Summer Breeze Kisses - Addison Moore Page 0,123

I hand him seven boxes of cupcakes and head toward his truck. “What the hell are these? Holy crap, they smell good. Never mind what they are. How many can I eat?”

“Zero.” Which happens to be exactly how many shits I give regarding that cheerleader he just peeled off like a coat. But my stomach tenses, my blood begins to boil as if calling me out on the lie.

We pack up and hit the road. I give him directions to Carlton, and he doesn’t bat a lash as the highway approaches.

“It’s my summer job,” I explain. “I have to make deliveries, but today, I wasn’t really able to.” Totally not a lie. I’m completely unable to. In fact, if you carefully analyze my level of fear, I’m downright disabled from ever getting these confections to where they need to be. “By the way, there’s no way in hell I’ll even let you look at one of those cute little cupcakes.” Because, honestly, they would totally be toast. They really are that delicious. I had about six myself. A thought comes to me. “But I have a very creative way to pay you for your troubles.”

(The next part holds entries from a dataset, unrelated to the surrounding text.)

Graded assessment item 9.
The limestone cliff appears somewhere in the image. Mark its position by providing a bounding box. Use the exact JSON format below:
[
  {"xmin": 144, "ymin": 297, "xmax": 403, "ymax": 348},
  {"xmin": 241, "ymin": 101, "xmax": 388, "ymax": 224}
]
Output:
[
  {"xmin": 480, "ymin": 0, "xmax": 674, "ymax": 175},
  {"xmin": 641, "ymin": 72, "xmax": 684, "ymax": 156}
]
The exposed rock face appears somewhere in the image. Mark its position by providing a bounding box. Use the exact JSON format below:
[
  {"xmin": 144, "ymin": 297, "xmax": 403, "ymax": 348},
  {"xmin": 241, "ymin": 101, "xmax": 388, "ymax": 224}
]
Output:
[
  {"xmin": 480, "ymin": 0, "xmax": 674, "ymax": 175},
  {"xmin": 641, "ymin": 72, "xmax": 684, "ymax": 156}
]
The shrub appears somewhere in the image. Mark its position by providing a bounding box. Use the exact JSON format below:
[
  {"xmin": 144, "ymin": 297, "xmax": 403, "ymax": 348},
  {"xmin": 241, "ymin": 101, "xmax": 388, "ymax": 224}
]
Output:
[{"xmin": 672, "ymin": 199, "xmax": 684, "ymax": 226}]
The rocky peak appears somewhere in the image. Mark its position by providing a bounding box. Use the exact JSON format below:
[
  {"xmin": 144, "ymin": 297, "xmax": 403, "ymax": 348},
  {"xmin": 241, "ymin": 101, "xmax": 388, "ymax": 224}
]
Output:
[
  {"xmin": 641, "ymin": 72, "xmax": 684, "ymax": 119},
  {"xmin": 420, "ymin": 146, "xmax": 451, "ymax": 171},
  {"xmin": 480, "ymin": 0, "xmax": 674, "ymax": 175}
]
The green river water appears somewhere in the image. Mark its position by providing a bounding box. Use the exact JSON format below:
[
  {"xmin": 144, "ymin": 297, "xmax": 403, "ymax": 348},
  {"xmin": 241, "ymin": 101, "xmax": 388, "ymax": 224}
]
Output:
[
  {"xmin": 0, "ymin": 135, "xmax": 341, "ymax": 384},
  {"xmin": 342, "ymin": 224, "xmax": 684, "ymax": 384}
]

Rex glances at me a second, his hands flexing over the steering wheel as if getting a better grip. “If this involves you, me, a bed, and our parents hovering in horror, you can forget it. Every day this week, my mother has called making sure I haven’t deflowered her ‘daughter’. Do you even understand how wrong that sounds?” He winces into the road up ahead.

“Oh, totally. My father texted and said he’s back on his anxiety medicine. He’s sort of waiting for affirmation that the two of us will never knock boots.” I frown at the sexual side street we just went down. “But, no, my older yet no wiser perverted brother, this in no way involves an incestuous flesh exchange. Although it does involve something sticky sweet with a hole in it that I’m betting you’d be happy to stick your tongue in.” I let him stew in his perverse frame of mind for a moment. “Donuts. I pay in donuts.”

“Donuts.” His head arches back, and he closes his eyes briefly before getting back to the task of keeping us both alive. “Hell yes. Donuts.”

We finally make it to Carlton, to the exact venue where the bat mitzvah is taking place. Rex helps me haul in the boxes of bakery treats to the kitchen where he’s bombarded with the girl of the hour along with about a dozen of her pre-teen friends, all gawking over how cute the delivery boy is. A paparazzi worth of pictures is snapped by the teen scene, with some of the girls boldly asking to pose with him.

Once we manage to escape the underaged mob, we hop into the truck and head back on the road. I pull out my phone and do a quick search for the nearest donut shop and pull it up on my map app.

“They got an Auntie’s Donuts about three miles down if you get off on the second exit.”

“Auntie’s? That’s my favorite.” A wistful look crosses his face as he makes the necessary lane change.

“It’s my absolute favorite. I hit the one in Hollow Brook every Sunday, and it’s a donut-fest from sun up till sundown.”

“Really?” His brows knit into one long black wiggle worm across his forehead as if the thought of me voluntarily clogging my arteries gave him reason to worry.

“Yes, really. I get up early and ride my bike over. I bring back two boxes and leave one in the commons room because I’m nice that way.” I make a face at myself in the passenger’s side mirror because I think we both know I’m not all that nice. The fact I’ve chosen to outwardly deceive my father can testify to that. I can’t help it, though. Lynette Toberman has mistake stamped all over both her and that beach bag of a Louis Vuitton purse she demands to cart around.

“That is nice.” He inches his head back as if this act of carbohydrate kindness stumped him on some level. We get off the highway and thread through traffic until I point across the street at the gleaming green and white building.

“Oh my God, it’s huge!” I marvel at the sheer expanse of the business and silently wonder if this is the flagship store.

“I love it when girls say that.” He shakes his head as if reliving a memory.